The rise of generative AI has unlocked new frontiers in how machines read, write, and reason, but what happens when this intelligence is built on a foundation of pirated books? In June 2025, a U.S. federal court issued a landmark ruling in Bartz v. Anthropic, a case where bestselling authors sued AI firm Anthropic for copying their copyrighted works without permission to train its large language model, Claude. While the court ruled that using books to train AI can amount to “fair use” under American law, it drew a sharp line when it came to the use of pirated material. This case sets a powerful precedent and opens a different kind of conversation for countries like Pakistan, where copyright enforcement remains weak and fair use exceptions are narrowly defined. How prepared are we to protect our authors, our data, and our narratives in a world where AI is learning from everything, including what it was never allowed to touch? This has indeed become a million-dollar question.

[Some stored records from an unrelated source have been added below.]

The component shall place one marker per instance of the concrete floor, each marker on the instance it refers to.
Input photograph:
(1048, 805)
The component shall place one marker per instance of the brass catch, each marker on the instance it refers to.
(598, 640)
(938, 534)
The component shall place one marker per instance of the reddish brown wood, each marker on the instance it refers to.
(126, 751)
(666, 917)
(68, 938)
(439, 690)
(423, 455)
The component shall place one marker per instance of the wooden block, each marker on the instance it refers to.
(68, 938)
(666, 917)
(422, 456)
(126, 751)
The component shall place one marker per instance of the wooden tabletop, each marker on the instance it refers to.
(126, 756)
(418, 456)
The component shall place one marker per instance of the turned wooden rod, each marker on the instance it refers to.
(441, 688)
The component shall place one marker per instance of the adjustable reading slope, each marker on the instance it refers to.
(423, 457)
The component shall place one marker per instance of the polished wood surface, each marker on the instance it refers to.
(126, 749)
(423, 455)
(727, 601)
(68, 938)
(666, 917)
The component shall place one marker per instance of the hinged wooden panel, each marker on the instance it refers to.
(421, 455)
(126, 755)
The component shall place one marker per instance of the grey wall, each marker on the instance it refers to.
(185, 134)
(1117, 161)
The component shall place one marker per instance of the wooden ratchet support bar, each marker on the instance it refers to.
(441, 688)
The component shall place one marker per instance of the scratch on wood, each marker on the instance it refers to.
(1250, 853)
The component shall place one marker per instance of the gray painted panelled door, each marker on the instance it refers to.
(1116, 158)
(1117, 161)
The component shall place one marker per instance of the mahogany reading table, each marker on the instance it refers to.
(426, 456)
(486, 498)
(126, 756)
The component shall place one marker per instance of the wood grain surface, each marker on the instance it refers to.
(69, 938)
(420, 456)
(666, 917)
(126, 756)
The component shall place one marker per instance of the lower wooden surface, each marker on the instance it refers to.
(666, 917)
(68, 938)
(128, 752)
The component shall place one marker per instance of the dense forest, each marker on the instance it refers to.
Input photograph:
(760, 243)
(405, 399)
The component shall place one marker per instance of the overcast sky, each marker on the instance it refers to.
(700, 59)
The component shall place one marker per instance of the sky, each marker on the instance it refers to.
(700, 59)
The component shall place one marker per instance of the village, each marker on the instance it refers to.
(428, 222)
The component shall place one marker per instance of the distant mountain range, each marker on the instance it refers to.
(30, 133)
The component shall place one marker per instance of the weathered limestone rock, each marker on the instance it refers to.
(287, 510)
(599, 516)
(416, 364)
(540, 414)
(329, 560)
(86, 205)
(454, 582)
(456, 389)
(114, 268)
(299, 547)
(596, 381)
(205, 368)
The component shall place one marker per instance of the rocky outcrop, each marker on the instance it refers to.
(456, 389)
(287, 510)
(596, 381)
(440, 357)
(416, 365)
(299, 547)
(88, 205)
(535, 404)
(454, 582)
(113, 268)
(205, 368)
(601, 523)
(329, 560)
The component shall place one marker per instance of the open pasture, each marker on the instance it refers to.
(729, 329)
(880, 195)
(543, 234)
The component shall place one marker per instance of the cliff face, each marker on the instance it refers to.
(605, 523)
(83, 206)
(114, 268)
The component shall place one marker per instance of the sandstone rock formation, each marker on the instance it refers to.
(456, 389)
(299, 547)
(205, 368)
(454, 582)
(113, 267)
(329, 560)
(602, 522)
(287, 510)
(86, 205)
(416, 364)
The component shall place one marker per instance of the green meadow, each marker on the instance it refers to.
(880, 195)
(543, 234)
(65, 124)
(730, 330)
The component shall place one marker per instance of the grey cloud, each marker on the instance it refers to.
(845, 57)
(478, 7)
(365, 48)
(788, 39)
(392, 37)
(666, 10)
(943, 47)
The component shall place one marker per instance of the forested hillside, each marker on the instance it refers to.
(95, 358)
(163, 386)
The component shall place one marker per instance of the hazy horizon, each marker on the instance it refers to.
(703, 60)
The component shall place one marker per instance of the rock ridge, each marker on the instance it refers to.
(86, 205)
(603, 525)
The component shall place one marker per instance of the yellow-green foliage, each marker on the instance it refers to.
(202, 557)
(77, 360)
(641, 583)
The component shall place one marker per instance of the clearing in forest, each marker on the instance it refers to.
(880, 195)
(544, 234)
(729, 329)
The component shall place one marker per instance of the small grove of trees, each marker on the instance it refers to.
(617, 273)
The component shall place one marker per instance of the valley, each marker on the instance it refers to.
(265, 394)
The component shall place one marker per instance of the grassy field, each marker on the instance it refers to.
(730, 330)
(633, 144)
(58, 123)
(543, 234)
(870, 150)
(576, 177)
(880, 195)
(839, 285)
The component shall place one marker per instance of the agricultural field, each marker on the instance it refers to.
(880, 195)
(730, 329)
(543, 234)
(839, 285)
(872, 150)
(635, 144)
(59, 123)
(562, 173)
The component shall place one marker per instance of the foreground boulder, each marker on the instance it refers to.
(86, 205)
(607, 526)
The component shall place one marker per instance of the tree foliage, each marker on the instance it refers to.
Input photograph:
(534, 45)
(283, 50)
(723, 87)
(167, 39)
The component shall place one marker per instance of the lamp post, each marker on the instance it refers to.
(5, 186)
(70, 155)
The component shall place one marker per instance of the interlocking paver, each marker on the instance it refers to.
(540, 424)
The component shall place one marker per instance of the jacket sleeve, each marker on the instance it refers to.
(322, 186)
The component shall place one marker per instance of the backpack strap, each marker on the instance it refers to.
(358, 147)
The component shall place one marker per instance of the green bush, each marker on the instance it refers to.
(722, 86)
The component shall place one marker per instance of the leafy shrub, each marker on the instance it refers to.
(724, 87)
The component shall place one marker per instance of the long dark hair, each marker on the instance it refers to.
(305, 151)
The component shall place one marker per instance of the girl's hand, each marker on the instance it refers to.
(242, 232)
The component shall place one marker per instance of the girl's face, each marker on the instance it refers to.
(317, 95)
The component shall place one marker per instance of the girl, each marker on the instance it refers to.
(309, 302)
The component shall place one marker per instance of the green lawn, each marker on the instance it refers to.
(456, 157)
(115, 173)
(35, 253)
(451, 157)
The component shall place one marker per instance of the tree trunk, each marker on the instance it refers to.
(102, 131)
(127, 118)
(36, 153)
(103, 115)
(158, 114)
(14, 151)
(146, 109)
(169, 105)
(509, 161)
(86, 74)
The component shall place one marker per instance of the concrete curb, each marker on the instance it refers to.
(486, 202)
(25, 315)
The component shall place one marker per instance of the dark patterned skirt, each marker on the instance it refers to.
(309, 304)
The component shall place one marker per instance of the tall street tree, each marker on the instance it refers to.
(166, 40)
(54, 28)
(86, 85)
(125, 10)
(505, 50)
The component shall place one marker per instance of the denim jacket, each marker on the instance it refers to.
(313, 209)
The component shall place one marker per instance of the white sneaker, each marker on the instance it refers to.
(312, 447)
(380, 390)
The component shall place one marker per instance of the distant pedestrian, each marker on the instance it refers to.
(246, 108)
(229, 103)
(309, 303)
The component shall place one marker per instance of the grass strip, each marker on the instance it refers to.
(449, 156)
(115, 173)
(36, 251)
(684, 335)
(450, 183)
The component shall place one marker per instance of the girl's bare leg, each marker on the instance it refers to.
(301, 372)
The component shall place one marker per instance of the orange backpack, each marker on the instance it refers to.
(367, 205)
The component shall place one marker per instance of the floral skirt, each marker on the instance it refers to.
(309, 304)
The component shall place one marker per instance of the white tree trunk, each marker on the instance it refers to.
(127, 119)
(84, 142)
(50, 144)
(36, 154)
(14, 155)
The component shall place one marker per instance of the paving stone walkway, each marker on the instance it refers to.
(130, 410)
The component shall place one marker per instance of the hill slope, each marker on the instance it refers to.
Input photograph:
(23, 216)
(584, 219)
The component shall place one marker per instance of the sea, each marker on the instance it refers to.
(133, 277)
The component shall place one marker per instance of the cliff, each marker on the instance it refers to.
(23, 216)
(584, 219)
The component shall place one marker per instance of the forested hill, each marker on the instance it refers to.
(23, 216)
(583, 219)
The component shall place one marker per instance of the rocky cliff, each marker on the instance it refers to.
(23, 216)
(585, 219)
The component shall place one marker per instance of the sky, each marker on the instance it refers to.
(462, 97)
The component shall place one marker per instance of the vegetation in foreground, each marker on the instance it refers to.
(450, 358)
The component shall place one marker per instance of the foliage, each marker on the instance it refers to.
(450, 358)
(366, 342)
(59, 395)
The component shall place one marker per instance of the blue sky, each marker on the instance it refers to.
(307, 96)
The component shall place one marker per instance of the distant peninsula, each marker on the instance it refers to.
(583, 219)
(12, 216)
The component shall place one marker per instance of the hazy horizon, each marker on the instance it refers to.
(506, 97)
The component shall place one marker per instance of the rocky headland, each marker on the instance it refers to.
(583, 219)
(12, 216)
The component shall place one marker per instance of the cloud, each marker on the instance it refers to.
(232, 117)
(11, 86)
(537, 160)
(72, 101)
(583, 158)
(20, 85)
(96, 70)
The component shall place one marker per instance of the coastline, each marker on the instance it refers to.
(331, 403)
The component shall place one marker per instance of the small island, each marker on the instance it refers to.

The Case in Focus: Bartz v. Anthropic

In Bartz v. Anthropic, three U.S.-based authors, Andrea Bartz, Charles Graeber, and Kirk Wallace Johnson, sued the AI company Anthropic PBC in the Northern District of California for copyright infringement. The claim? That Anthropic had illegally copied their books, not once, but in several stages, to train its generative AI tool, Claude. (Bartz v. Anthropic PBC, No. 3:24-cv-05417-WHA, at 2–3 (N.D. Cal. June 23, 2025))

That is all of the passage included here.